Separately to the issue on appeal before the High Court, Mr Neale’s case raises a number of questions about the enforcement of Coronavirus Regulations and may have implications for policing and for those who have been issued fixed penalty notices by the police and/or prosecuted for offences under the Regulations.
Firstly, the case highlights the questionable logic of the criminal justice response to the public health crisis created by the Coronavirus pandemic. Mr Neale was not placing anyone at risk when he sat on a bench lawfully waiting for an MOT test to be completed. The risk to public health, and cost to the taxpayer, was brought about by his subsequent arrest, detention and prosecution.
Secondly, it is clear that some police officers have misunderstood and misstated their powers, and citizens’ obligations, under the Regulations and at common law. Although the police may, exercising common law powers, ask a citizen to explain why they are outside or ask for their details, there is no explicit or implicit power to require such information under the Regulations or the common law, and no corresponding duty on citizens to provide their details. However, if there are reasonable grounds for suspecting an offence (including an offence under the Regulations) the police may arrest someone if it is necessary to do so in order to ascertain the person’s name and address (or for the other reasons set out in section 24 of the Police and Criminal Evidence Act 1984). Members of the public who refuse to give their details to an officer seeking to issue an FPN should be aware they may risk arrest by doing so.

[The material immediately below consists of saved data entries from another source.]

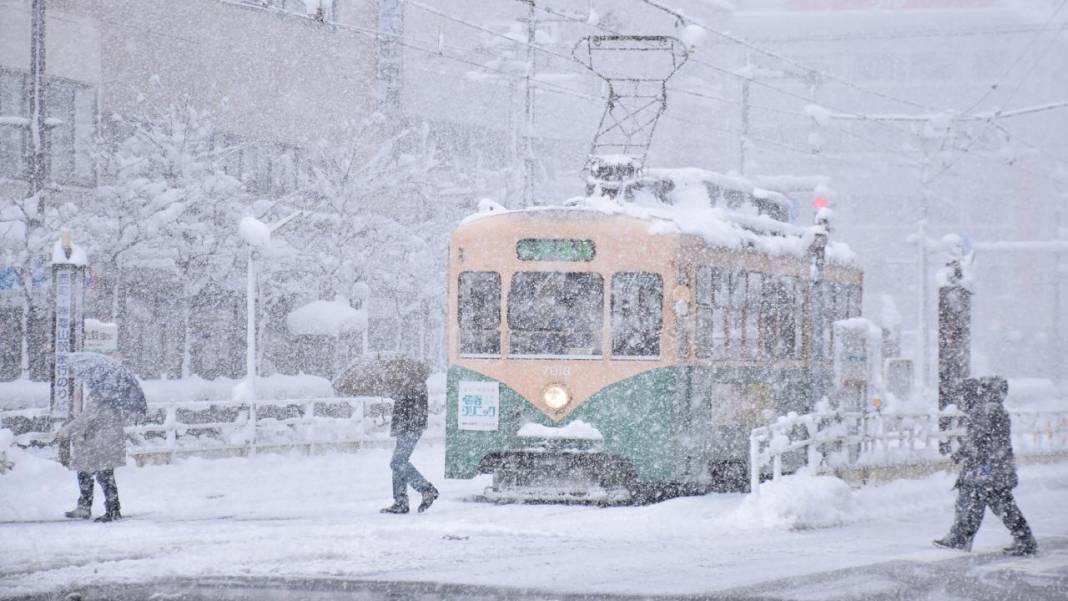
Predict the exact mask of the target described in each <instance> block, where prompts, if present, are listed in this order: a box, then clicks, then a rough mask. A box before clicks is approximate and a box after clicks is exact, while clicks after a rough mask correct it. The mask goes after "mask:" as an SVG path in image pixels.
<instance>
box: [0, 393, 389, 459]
mask: <svg viewBox="0 0 1068 601" xmlns="http://www.w3.org/2000/svg"><path fill="white" fill-rule="evenodd" d="M392 407H393V401H392V400H390V399H388V398H376V397H336V398H301V399H281V400H255V401H251V402H249V401H174V402H151V404H148V412H147V413H146V415H145V416H144V418H143V420H141V421H140V422H139V423H138V424H136V425H129V426H127V427H126V428H125V429H126V438H127V445H126V448H127V455H128V456H130V457H133V458H135V459H137V460H138V461H139V462H143V461H145V460H146V459H147V458H150V457H153V456H155V457H158V458H161V459H163V460H169V459H173V458H174V457H175V456H177V455H193V454H201V455H254V454H255V453H256V452H257V450H261V449H266V448H289V447H305V448H313V447H316V446H319V447H326V446H345V445H349V446H359V445H364V444H366V443H368V442H376V441H381V442H382V443H384V442H386V441H388V439H389V426H390V418H391V414H392ZM0 422H2V424H4V425H5V427H11V426H18V425H19V424H20V425H21V427H18V428H17V429H16V431H18V430H23V429H26V431H21V432H20V433H17V434H16V436H15V444H17V445H20V446H32V445H37V446H44V445H49V444H51V443H52V442H53V441H54V439H56V431H57V430H58V429H59V426H60V425H61V423H62V422H61V421H60V420H57V418H53V417H51V416H50V415H49V413H48V410H47V409H30V410H19V411H4V412H0Z"/></svg>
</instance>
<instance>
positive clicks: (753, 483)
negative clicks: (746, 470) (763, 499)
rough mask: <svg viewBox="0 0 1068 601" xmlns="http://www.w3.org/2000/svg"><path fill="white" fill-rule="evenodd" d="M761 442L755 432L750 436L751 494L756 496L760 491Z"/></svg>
mask: <svg viewBox="0 0 1068 601" xmlns="http://www.w3.org/2000/svg"><path fill="white" fill-rule="evenodd" d="M759 446H760V441H759V439H758V438H757V434H756V432H755V431H753V432H750V434H749V492H750V493H752V494H756V493H757V492H758V491H759V490H760V468H761V466H763V465H760V464H759V459H758V458H759V456H760V449H759Z"/></svg>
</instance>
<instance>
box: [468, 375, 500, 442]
mask: <svg viewBox="0 0 1068 601" xmlns="http://www.w3.org/2000/svg"><path fill="white" fill-rule="evenodd" d="M457 397H458V400H459V407H457V410H458V411H457V416H458V420H457V425H458V426H459V429H461V430H482V431H497V428H498V427H499V425H500V422H499V420H500V411H501V385H500V384H499V383H498V382H482V381H469V380H462V381H460V383H459V394H458V395H457Z"/></svg>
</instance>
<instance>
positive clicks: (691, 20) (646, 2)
mask: <svg viewBox="0 0 1068 601" xmlns="http://www.w3.org/2000/svg"><path fill="white" fill-rule="evenodd" d="M637 1H638V2H642V3H643V4H647V5H649V6H653V7H655V9H657V10H659V11H662V12H664V13H666V14H669V15H672V16H673V17H675V18H676V19H678V20H679V21H680V22H686V23H689V25H693V26H694V27H697V28H700V29H703V30H705V31H707V32H709V33H711V34H713V35H718V36H720V37H722V38H724V39H727V41H729V42H733V43H735V44H738V45H740V46H743V47H745V48H749V49H750V50H753V51H755V52H759V53H761V54H765V56H767V57H770V58H773V59H776V60H779V61H782V62H784V63H786V64H788V65H790V66H792V67H795V68H798V69H801V70H804V72H808V73H813V74H816V75H819V76H821V77H823V78H824V79H828V80H830V81H835V82H837V83H841V84H843V85H846V86H848V88H852V89H854V90H858V91H860V92H864V93H866V94H870V95H873V96H877V97H880V98H883V99H886V100H892V101H895V102H899V104H902V105H907V106H910V107H914V108H920V109H925V110H935V109H932V108H931V107H929V106H927V105H923V104H921V102H916V101H913V100H909V99H907V98H900V97H898V96H894V95H893V94H886V93H885V92H880V91H878V90H871V89H868V88H865V86H863V85H861V84H859V83H857V82H854V81H852V80H850V79H847V78H845V77H841V76H837V75H834V74H830V73H827V72H824V70H821V69H819V68H816V67H813V66H811V65H806V64H804V63H801V62H800V61H797V60H795V59H790V58H789V57H784V56H782V54H780V53H778V52H774V51H772V50H769V49H767V48H764V47H760V46H757V45H756V44H753V43H751V42H749V41H747V39H743V38H741V37H738V36H736V35H732V34H729V33H726V32H723V31H720V30H718V29H714V28H711V27H708V26H706V25H705V23H703V22H701V21H698V20H694V19H691V18H688V17H687V16H686V15H684V14H682V13H679V12H678V11H675V10H673V9H669V7H668V6H664V5H663V4H661V3H660V2H658V1H657V0H637Z"/></svg>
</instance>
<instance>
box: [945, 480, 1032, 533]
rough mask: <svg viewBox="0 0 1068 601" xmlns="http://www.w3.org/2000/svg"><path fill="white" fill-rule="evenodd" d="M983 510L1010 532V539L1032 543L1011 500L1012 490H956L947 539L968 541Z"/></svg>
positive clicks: (1021, 518)
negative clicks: (955, 498) (954, 517)
mask: <svg viewBox="0 0 1068 601" xmlns="http://www.w3.org/2000/svg"><path fill="white" fill-rule="evenodd" d="M987 507H990V510H991V511H993V513H994V516H998V517H999V518H1001V521H1002V522H1003V523H1004V524H1005V527H1007V528H1008V532H1010V533H1012V538H1015V539H1016V540H1017V541H1020V542H1026V541H1032V540H1034V536H1033V535H1032V534H1031V526H1028V525H1027V520H1025V519H1024V517H1023V513H1022V512H1020V508H1019V507H1018V506H1017V504H1016V500H1015V499H1012V489H1009V488H995V489H991V488H987V487H976V486H967V485H965V486H960V487H958V489H957V519H956V522H954V524H953V529H951V531H949V538H951V539H952V540H954V541H957V542H962V543H967V542H971V540H972V539H973V538H974V537H975V533H977V532H979V524H980V523H983V513H984V511H985V510H986V508H987Z"/></svg>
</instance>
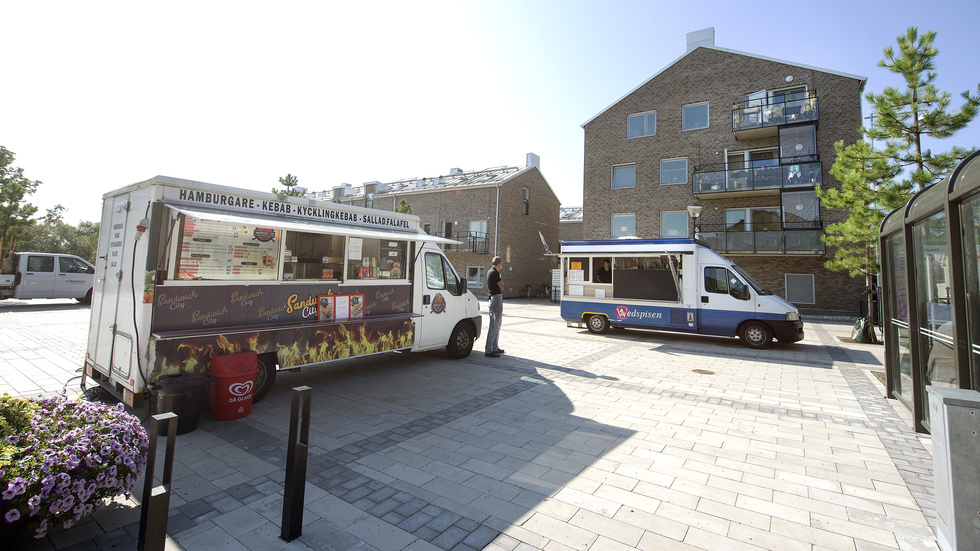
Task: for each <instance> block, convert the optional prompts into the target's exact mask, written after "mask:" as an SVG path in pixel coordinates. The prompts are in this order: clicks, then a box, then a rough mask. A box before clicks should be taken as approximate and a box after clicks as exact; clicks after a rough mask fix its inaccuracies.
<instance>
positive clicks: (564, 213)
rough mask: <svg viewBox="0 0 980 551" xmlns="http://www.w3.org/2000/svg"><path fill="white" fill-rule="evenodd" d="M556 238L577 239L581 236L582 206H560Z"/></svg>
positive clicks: (581, 227)
mask: <svg viewBox="0 0 980 551" xmlns="http://www.w3.org/2000/svg"><path fill="white" fill-rule="evenodd" d="M558 238H559V239H561V240H562V241H578V240H580V239H583V237H582V207H562V208H561V218H559V219H558Z"/></svg>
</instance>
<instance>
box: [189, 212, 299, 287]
mask: <svg viewBox="0 0 980 551" xmlns="http://www.w3.org/2000/svg"><path fill="white" fill-rule="evenodd" d="M279 237H280V230H274V229H268V228H257V227H253V226H243V225H238V224H228V223H225V222H211V221H208V220H194V219H192V218H185V220H184V230H183V234H182V235H181V241H180V251H179V253H178V258H177V278H178V279H222V280H229V279H232V280H234V279H238V280H275V279H276V275H277V271H278V266H279Z"/></svg>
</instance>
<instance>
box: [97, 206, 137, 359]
mask: <svg viewBox="0 0 980 551" xmlns="http://www.w3.org/2000/svg"><path fill="white" fill-rule="evenodd" d="M128 206H129V197H128V196H124V197H121V198H117V199H116V200H115V201H114V202H113V205H112V222H111V224H110V226H109V231H107V232H105V234H104V237H103V239H106V240H107V243H104V244H103V243H100V247H99V250H102V251H106V256H104V257H99V259H98V260H97V261H96V262H97V263H98V264H97V266H96V268H95V275H96V278H97V279H96V281H95V289H94V290H93V293H94V296H93V301H92V302H93V304H92V308H93V309H95V308H97V309H98V313H97V314H93V316H92V327H91V328H90V330H91V331H92V332H93V333H96V335H95V336H94V338H95V341H96V342H95V354H94V357H95V364H96V365H97V366H98V367H100V368H101V369H103V370H105V372H106V374H108V370H109V368H110V366H111V365H112V359H113V358H112V346H113V341H114V339H115V331H116V319H117V311H118V305H119V295H120V293H119V291H120V287H121V283H122V282H121V281H120V277H121V274H122V272H123V270H128V266H129V264H128V263H127V265H126V266H125V267H124V266H123V251H124V250H125V241H126V240H125V235H126V218H127V216H128V215H129V209H128ZM96 300H97V301H98V302H97V303H96ZM131 311H132V310H130V312H131ZM131 316H132V314H130V317H131ZM90 342H91V341H90ZM118 371H124V369H119V370H118ZM127 375H128V374H127ZM124 377H125V375H124Z"/></svg>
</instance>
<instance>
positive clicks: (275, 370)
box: [252, 353, 278, 404]
mask: <svg viewBox="0 0 980 551" xmlns="http://www.w3.org/2000/svg"><path fill="white" fill-rule="evenodd" d="M277 360H278V358H277V357H276V354H275V353H271V354H259V358H258V361H256V367H258V368H259V372H258V373H256V374H255V393H254V394H253V395H252V403H253V404H257V403H258V402H259V400H261V399H262V398H265V395H266V394H268V393H269V391H270V390H272V385H274V384H275V383H276V362H277Z"/></svg>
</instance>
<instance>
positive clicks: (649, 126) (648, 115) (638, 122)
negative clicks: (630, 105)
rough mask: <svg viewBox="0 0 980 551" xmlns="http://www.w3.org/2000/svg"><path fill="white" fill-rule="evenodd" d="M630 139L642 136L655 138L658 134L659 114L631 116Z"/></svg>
mask: <svg viewBox="0 0 980 551" xmlns="http://www.w3.org/2000/svg"><path fill="white" fill-rule="evenodd" d="M628 126H629V129H628V130H627V137H628V138H638V137H640V136H653V135H655V134H656V133H657V113H656V112H652V113H641V114H639V115H630V117H629V125H628Z"/></svg>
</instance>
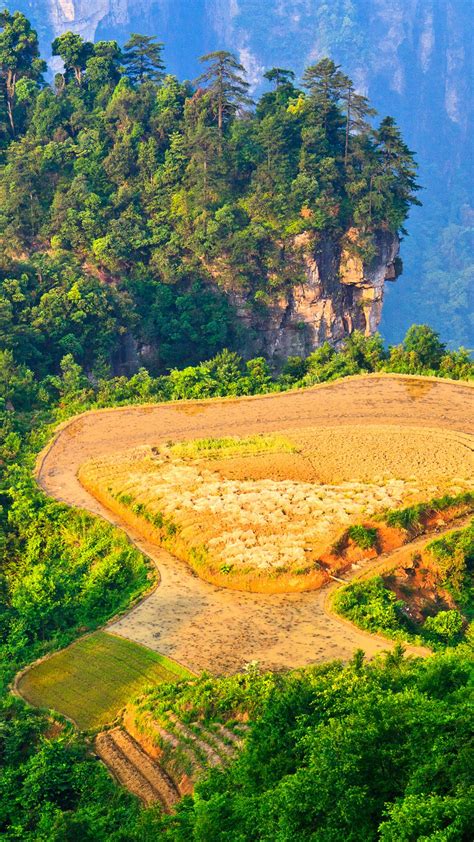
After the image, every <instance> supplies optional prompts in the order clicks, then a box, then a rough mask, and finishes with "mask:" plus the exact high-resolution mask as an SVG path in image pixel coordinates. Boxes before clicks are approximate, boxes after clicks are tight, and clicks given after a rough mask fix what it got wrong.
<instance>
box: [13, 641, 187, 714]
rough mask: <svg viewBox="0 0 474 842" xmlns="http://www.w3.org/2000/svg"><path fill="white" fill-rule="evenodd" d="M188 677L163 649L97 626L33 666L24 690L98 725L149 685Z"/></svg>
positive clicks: (37, 704) (21, 684) (168, 682)
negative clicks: (149, 647)
mask: <svg viewBox="0 0 474 842" xmlns="http://www.w3.org/2000/svg"><path fill="white" fill-rule="evenodd" d="M187 677H190V673H189V672H188V671H187V670H186V669H184V668H183V667H181V666H180V665H179V664H175V663H174V662H173V661H171V660H170V659H168V658H166V657H164V656H162V655H159V654H157V653H155V652H152V651H151V650H149V649H146V648H145V647H143V646H140V645H139V644H136V643H132V642H131V641H128V640H126V639H125V638H120V637H116V636H114V635H110V634H108V633H106V632H96V633H95V634H92V635H90V636H88V637H85V638H82V639H81V640H78V641H77V642H76V643H74V644H72V646H70V647H68V648H67V649H64V650H62V651H61V652H58V653H56V654H55V655H53V656H52V657H50V658H47V659H46V660H44V661H42V662H41V663H39V664H37V665H36V666H34V667H32V668H31V669H30V670H28V671H27V672H26V673H25V674H24V675H23V676H22V678H21V679H20V681H19V683H18V690H19V692H20V693H21V694H22V695H23V696H24V698H25V699H26V700H27V701H28V702H30V704H33V705H35V706H36V707H41V708H48V709H49V708H50V709H53V710H56V711H58V712H59V713H62V714H64V715H65V716H68V717H70V718H71V719H73V720H74V721H75V722H76V723H77V725H78V726H79V728H82V729H94V728H98V727H100V726H103V725H105V724H108V723H109V722H112V721H113V720H114V719H115V717H116V716H117V713H118V712H119V711H120V710H121V708H123V707H124V706H125V705H126V704H127V702H129V701H131V700H132V699H133V698H134V697H135V696H136V695H138V694H139V693H140V692H141V691H142V690H143V689H144V688H145V687H147V686H149V685H153V684H162V683H169V682H173V681H178V680H179V679H181V678H187Z"/></svg>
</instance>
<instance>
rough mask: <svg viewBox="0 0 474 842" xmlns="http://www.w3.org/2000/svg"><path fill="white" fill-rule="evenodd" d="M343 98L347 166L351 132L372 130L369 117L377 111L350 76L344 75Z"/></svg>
mask: <svg viewBox="0 0 474 842" xmlns="http://www.w3.org/2000/svg"><path fill="white" fill-rule="evenodd" d="M340 93H341V99H342V101H343V103H344V107H345V112H346V139H345V145H344V166H345V167H346V168H347V162H348V158H349V139H350V136H351V133H364V132H368V131H369V130H370V123H369V122H368V118H369V117H375V115H376V114H377V111H376V109H375V108H371V106H370V105H369V100H368V99H367V97H365V96H363V95H362V94H357V93H356V92H355V90H354V84H353V82H352V79H350V78H349V76H345V75H343V76H342V79H341V91H340Z"/></svg>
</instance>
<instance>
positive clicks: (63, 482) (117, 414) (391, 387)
mask: <svg viewBox="0 0 474 842" xmlns="http://www.w3.org/2000/svg"><path fill="white" fill-rule="evenodd" d="M473 419H474V390H473V389H472V387H469V386H467V385H460V384H452V383H447V382H443V381H435V380H432V379H422V378H420V379H418V378H417V379H410V378H402V377H387V376H385V377H360V378H355V379H350V380H345V381H339V382H337V383H334V384H330V385H326V386H322V387H317V388H315V389H310V390H306V391H299V392H291V393H285V394H277V395H269V396H265V397H256V398H241V399H237V400H223V401H216V400H213V401H202V402H189V403H175V404H161V405H157V406H149V407H127V408H124V409H118V410H105V411H99V412H93V413H87V414H85V415H83V416H80V417H78V418H76V419H72V420H71V421H70V422H69V423H68V424H66V425H64V426H63V428H62V429H61V430H60V431H59V433H58V435H57V436H56V438H55V440H54V442H53V444H52V445H51V446H50V447H49V449H48V450H47V451H46V452H45V453H44V454H43V455H42V457H41V458H40V460H39V463H38V481H39V483H40V485H41V487H42V488H43V489H44V490H45V491H46V493H48V494H49V495H50V496H52V497H55V498H56V499H58V500H62V501H64V502H66V503H68V504H69V505H75V506H80V507H82V508H85V509H87V510H89V511H91V512H93V513H95V514H99V515H101V516H102V517H104V518H106V519H107V520H109V521H111V522H112V523H116V524H117V525H119V526H122V524H121V523H119V522H118V521H117V518H116V517H114V516H113V515H111V514H110V513H109V512H108V511H107V510H106V509H104V508H103V507H102V506H101V505H100V504H99V503H98V502H97V501H96V500H95V499H94V498H93V497H92V496H91V495H89V494H88V493H87V492H86V491H85V489H83V488H82V486H81V485H80V483H79V481H78V479H77V476H76V475H77V471H78V468H79V466H80V465H81V464H82V463H83V462H84V461H85V460H86V459H90V458H97V457H100V456H106V455H108V454H110V453H113V452H115V451H117V450H122V449H126V448H130V447H134V446H137V445H140V444H157V443H159V442H160V441H168V440H170V439H172V440H173V441H177V440H181V439H190V438H201V437H206V436H222V435H229V434H230V435H249V434H253V433H258V432H270V431H272V430H281V429H287V430H288V429H291V428H299V429H302V428H304V427H305V426H317V425H321V426H328V425H333V426H338V425H342V424H346V425H347V424H355V425H369V424H370V425H372V424H390V425H397V424H399V425H403V426H417V427H427V428H440V429H448V430H457V431H459V432H463V433H468V434H469V433H473V432H474V420H473ZM126 532H127V533H128V535H129V536H130V538H131V539H132V541H134V542H135V543H136V545H137V546H138V547H139V548H140V549H141V550H142V551H143V552H144V553H146V554H147V555H148V556H150V558H152V559H153V560H154V561H155V563H156V564H157V566H158V569H159V571H160V576H161V584H160V586H159V587H158V588H157V589H156V591H155V592H154V593H153V594H151V595H150V596H149V597H148V598H147V599H146V600H144V602H142V603H141V604H140V605H138V606H137V607H136V608H134V609H133V610H132V611H131V612H130V613H129V614H128V615H127V616H125V617H123V618H122V619H120V620H118V621H117V622H116V623H113V624H112V625H111V626H110V630H111V631H113V632H114V633H115V634H119V635H123V636H124V637H127V638H130V639H131V640H134V641H136V642H138V643H142V644H144V645H146V646H149V647H150V648H152V649H155V650H157V651H159V652H161V653H162V654H164V655H168V656H170V657H172V658H174V659H176V660H177V661H180V662H181V663H183V664H184V665H186V666H188V667H189V668H190V669H191V670H193V671H200V670H202V669H208V670H211V671H213V672H216V673H221V672H227V671H234V670H236V669H239V668H242V667H243V666H244V665H245V664H246V663H248V662H249V661H252V660H258V661H260V663H261V664H262V666H265V667H267V668H275V669H278V668H282V667H294V666H300V665H303V664H309V663H314V662H317V661H323V660H328V659H331V658H343V659H347V658H349V657H350V656H351V655H352V653H353V652H354V650H355V649H356V648H361V649H364V650H365V651H366V653H367V654H368V655H369V656H370V655H373V654H374V653H376V652H378V651H381V650H383V649H387V648H389V646H390V644H389V642H388V641H386V640H384V639H381V638H380V639H379V638H376V637H371V636H370V637H368V636H367V635H365V634H364V633H363V632H359V631H357V630H356V629H354V627H352V626H348V625H345V624H344V623H341V622H340V621H339V620H337V619H336V618H335V617H333V616H332V615H330V614H328V613H327V612H326V610H325V601H326V594H325V592H324V591H322V592H321V591H315V592H309V593H304V594H278V595H266V594H249V593H242V592H235V591H233V592H232V591H227V590H222V589H218V588H216V587H213V586H212V585H209V584H207V583H206V582H203V581H202V580H200V579H198V578H197V577H196V576H195V575H193V574H192V573H191V572H190V570H189V569H188V568H187V566H186V565H185V564H184V563H182V562H179V561H178V560H177V559H175V558H174V557H173V556H171V555H170V554H169V553H167V552H166V551H165V550H162V549H159V548H157V547H156V546H154V545H151V544H150V543H149V542H147V541H145V540H143V539H142V538H141V537H140V536H139V535H138V534H137V533H134V532H133V530H131V529H129V528H127V529H126Z"/></svg>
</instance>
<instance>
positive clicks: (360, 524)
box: [347, 524, 379, 550]
mask: <svg viewBox="0 0 474 842" xmlns="http://www.w3.org/2000/svg"><path fill="white" fill-rule="evenodd" d="M378 534H379V533H378V529H377V528H376V527H373V526H362V525H361V524H358V525H356V526H350V527H349V529H348V530H347V536H348V538H350V539H351V541H353V542H354V544H356V545H357V546H358V547H360V548H361V550H372V549H373V548H374V547H376V546H377V540H378Z"/></svg>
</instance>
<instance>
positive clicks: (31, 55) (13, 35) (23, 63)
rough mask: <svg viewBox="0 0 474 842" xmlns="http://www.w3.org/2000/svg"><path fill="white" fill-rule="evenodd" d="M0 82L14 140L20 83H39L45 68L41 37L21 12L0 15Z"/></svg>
mask: <svg viewBox="0 0 474 842" xmlns="http://www.w3.org/2000/svg"><path fill="white" fill-rule="evenodd" d="M0 28H1V29H2V31H1V32H0V80H1V82H2V87H3V90H4V96H5V105H6V110H7V115H8V122H9V125H10V131H11V134H12V135H13V136H15V117H14V105H15V95H16V86H17V83H18V81H19V80H20V79H22V78H26V79H31V80H32V81H40V80H41V77H42V74H43V73H44V71H45V70H46V64H45V62H44V61H42V59H40V55H39V48H38V36H37V34H36V32H35V30H34V29H32V28H31V24H30V22H29V20H27V19H26V18H25V16H24V15H22V14H21V12H15V13H14V14H13V15H11V14H10V12H8V11H7V10H5V11H4V12H1V13H0Z"/></svg>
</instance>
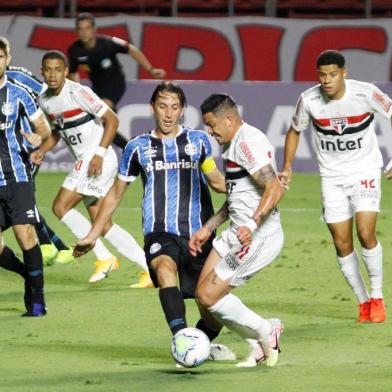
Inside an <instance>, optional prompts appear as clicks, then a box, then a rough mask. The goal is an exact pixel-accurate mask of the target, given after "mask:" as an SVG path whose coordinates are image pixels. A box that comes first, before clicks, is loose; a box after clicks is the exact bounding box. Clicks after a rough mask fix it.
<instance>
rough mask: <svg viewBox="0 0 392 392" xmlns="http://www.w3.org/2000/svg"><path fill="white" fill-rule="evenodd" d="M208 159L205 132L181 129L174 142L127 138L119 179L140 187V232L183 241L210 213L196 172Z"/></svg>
mask: <svg viewBox="0 0 392 392" xmlns="http://www.w3.org/2000/svg"><path fill="white" fill-rule="evenodd" d="M211 155H212V148H211V144H210V142H209V140H208V137H207V135H206V133H205V132H203V131H197V130H193V129H188V128H183V129H182V131H181V132H180V133H179V135H177V137H175V138H167V139H159V138H156V137H153V136H152V135H151V132H150V133H145V134H143V135H140V136H137V137H135V138H134V139H132V140H130V141H129V142H128V144H127V146H126V147H125V149H124V152H123V155H122V158H121V162H120V166H119V178H120V179H122V180H124V181H128V182H130V181H133V180H135V179H136V177H137V176H138V175H139V174H140V175H141V177H142V181H143V185H144V197H143V232H144V235H147V234H149V233H152V232H166V233H172V234H176V235H179V236H181V237H185V238H189V237H190V236H191V235H192V234H193V233H194V232H195V231H196V230H198V229H199V228H200V227H201V226H202V225H203V223H204V222H205V221H206V220H207V219H208V218H210V217H211V215H212V214H213V213H214V210H213V207H212V201H211V195H210V192H209V189H208V185H207V182H206V179H205V177H204V175H203V173H202V171H201V169H200V165H201V164H202V163H203V162H204V160H205V159H207V158H209V157H210V156H211Z"/></svg>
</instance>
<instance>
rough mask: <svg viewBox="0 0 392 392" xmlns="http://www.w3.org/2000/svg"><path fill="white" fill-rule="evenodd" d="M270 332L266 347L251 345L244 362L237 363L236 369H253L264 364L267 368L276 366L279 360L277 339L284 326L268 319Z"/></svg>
mask: <svg viewBox="0 0 392 392" xmlns="http://www.w3.org/2000/svg"><path fill="white" fill-rule="evenodd" d="M269 322H270V323H271V326H272V331H271V335H270V339H269V344H268V347H264V349H263V348H262V346H261V344H260V343H258V344H257V345H252V348H251V350H250V352H249V355H248V356H247V357H246V359H245V361H242V362H239V363H237V365H236V366H237V367H255V366H257V365H258V364H262V363H265V364H266V366H268V367H273V366H275V365H276V364H277V362H278V358H279V352H280V348H279V339H280V335H281V334H282V333H283V330H284V325H283V323H282V321H281V320H279V319H270V320H269Z"/></svg>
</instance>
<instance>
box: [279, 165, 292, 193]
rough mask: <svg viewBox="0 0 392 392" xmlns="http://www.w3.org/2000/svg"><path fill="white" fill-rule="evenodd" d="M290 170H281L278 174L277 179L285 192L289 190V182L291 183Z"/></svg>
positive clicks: (289, 169)
mask: <svg viewBox="0 0 392 392" xmlns="http://www.w3.org/2000/svg"><path fill="white" fill-rule="evenodd" d="M292 174H293V172H292V170H291V168H290V169H286V170H282V171H281V172H279V173H278V178H279V181H280V183H281V184H282V187H283V188H284V189H285V190H286V191H287V190H289V189H290V182H291V177H292Z"/></svg>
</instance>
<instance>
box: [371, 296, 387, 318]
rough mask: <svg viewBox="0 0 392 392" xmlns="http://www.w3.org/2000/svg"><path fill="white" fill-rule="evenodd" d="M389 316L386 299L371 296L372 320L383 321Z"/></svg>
mask: <svg viewBox="0 0 392 392" xmlns="http://www.w3.org/2000/svg"><path fill="white" fill-rule="evenodd" d="M386 317H387V312H386V310H385V304H384V300H383V299H382V298H370V315H369V318H370V321H371V322H372V323H383V322H384V321H385V319H386Z"/></svg>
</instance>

Thirdly, reasonable excuses for being outside are not limited to those explicitly set out in the Regulations. Police officers considering whether there are reasonable grounds for believing that an offence has been committed under the Regulations so that an FPN may be issued, or the reasonable grounds for suspicion that are necessary for an arrest, should give proper consideration to any explanation given by members of the public (and what a court might think of it) rather than only recognising those exceptions explicitly listed in the Regulations and/or government guidance. Failure to do so could, in certain circumstances, lead to litigation including for unlawful arrest and false imprisonment. Our view is that the police should also consider that members of the public who decline to answer questions may have reasonable excuses for being outside even if they do not wish to explain themselves to the police. There may be legitimate reasons, for example based on principle or previous negative interactions with the police, for not wanting to do so.
Fourthly, the case is an example of a failure of the CPS review into prosecutions brought under Coronavirus Regulations, which has found that alarming numbers of cases were wrongly charged. In Mr Neale’s case, Bindmans brought information to the attention of the CPS that Mr Neale had been homeless at the time of the alleged offences – and yet the prosecution was not discontinued, necessitating the attendance of all parties at court during the pandemic. If cases like Mr Neale’s can go as far as being prosecuted to trial and beyond, serious questions remain about the thousands of fixed penalty notices issued by police officers and prosecutions brought under the Single Justice Procedure where suspects/defendants might never have had legal representation.